Ce qui est étonnant dans ces périodes où les enjeux sont extrêmes, puisqu’il est question de vie ou de mort, c’est que cela offre la possibilité à des personnages, et notamment les femmes, de se débarrasser de tout un poids social. Les événements sont de profonds révélateurs. Les femmes étaient encore, au milieu du XXème siècle, extrêmement bridées par rapport aux libertés auxquelles elles pouvaient prétendre. Il y en qui, à la faveur de ces circonstances, vont écouter leurs pulsions, se révéler à elles-mêmes sans être prédestinées. Hortense, femme de médecin, va s’ouvrir à d’autres vies, elle se découvre une âme d’Emma Bovary et elle va porter tantôt son dévolu sur Marchetti (le policier pas très clair incarné par Nicolas Gob, Ndlr) et s’épanouit avec l’absolue autorité et figure du mal qu’est Heinrich (l’officier allemand interprété par Richard Sammel, Ndlr). Suzanne, elle, s’engage dans la résistance, vit dans la clandestinité en s’affranchissant de mari et enfant. Tout cela n’aurait pas été envisageable dans une période pacifique. Ce qui est génial parce que ça donne la part belle à des émotions et des sentiments qui ne sont pas forcément explorés même dans des fictions contemporaines.
Quel est l’impact d’une telle série en termes de carrière ?
C’est difficile de le mesurer, ce que je vois c’est qu’on me parle quotidiennement du Village français et même à l’étranger ! La série est extrêmement populaire, les gens sont très attachés à ces personnages.
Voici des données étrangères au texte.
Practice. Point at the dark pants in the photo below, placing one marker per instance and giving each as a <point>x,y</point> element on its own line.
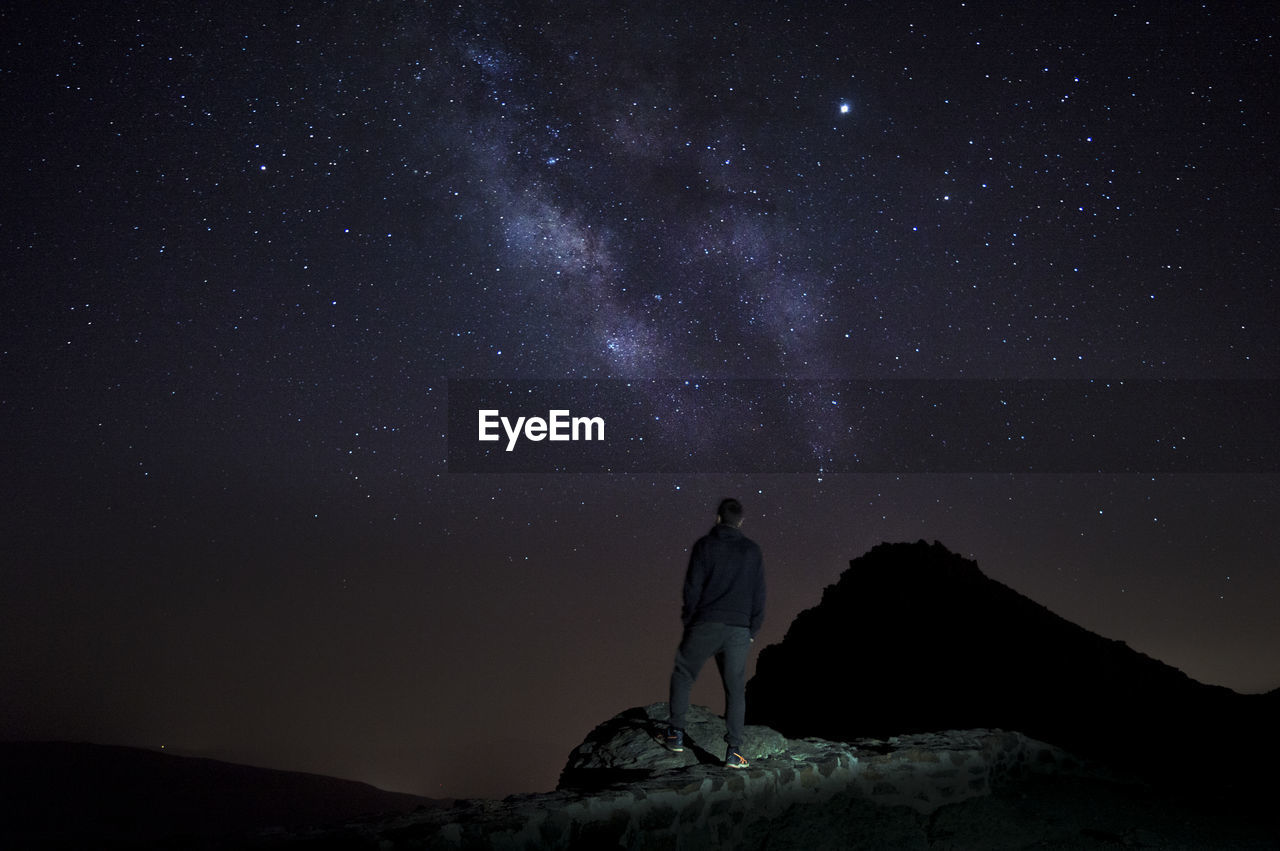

Je crois que cela parle aussi énormément de l’ADN des Français qui y retrouvent des histoires familiales. Pour les uns ou les autres, c’est un label, on est très identifiés à travers cette série-là et cela a contribué à ce que nos carrières s’épanouissent mais en même temps on a tous plus ou moins entre 30 et 40 ans et c’est aussi à cette période que les choses se font. Mais cela a certainement été un facteur important.
Comment tourne-t-on une page comme celle-ci ?
Je m’en suis sortie par une pirouette puisque j’avais proposé à la production depuis plusieurs années de faire un documentaire sur le tournage de la série et que j’ai fini par obtenir que France 3 le produise avec Tetra et Terego. J’ai donc réalisé, avec Emmanuel Breton, un documentaire de 52 minutes sur la série qui sera diffusé après le dernier épisode. Cela a été ma façon de dire « au revoir » à cette expérience. Je viens de tourner la deuxième saison de Baron noir pour Canal+ et un long métrage produit par Netflix avec Anna Mouglalis, Michel Fau et Niels Schneider (La Femme la plus assassinée du monde, Ndlr). Je travaille depuis plusieurs années à la Fémis pour accompagner les élèves en écriture de série et cela correspond un peu à ma formation originale plus universitaire puisque j’ai une maîtrise de philo. Je serais très heureuse de passer un jour du côté de la production. J’avais réalisé un court métrage il y a quelques années avec Céline Sallette (Femme de personne, 2010, Ndlr) et je me vois bien écrire et réaliser un long métrage ! Je navigue et je ne m’interdis rien.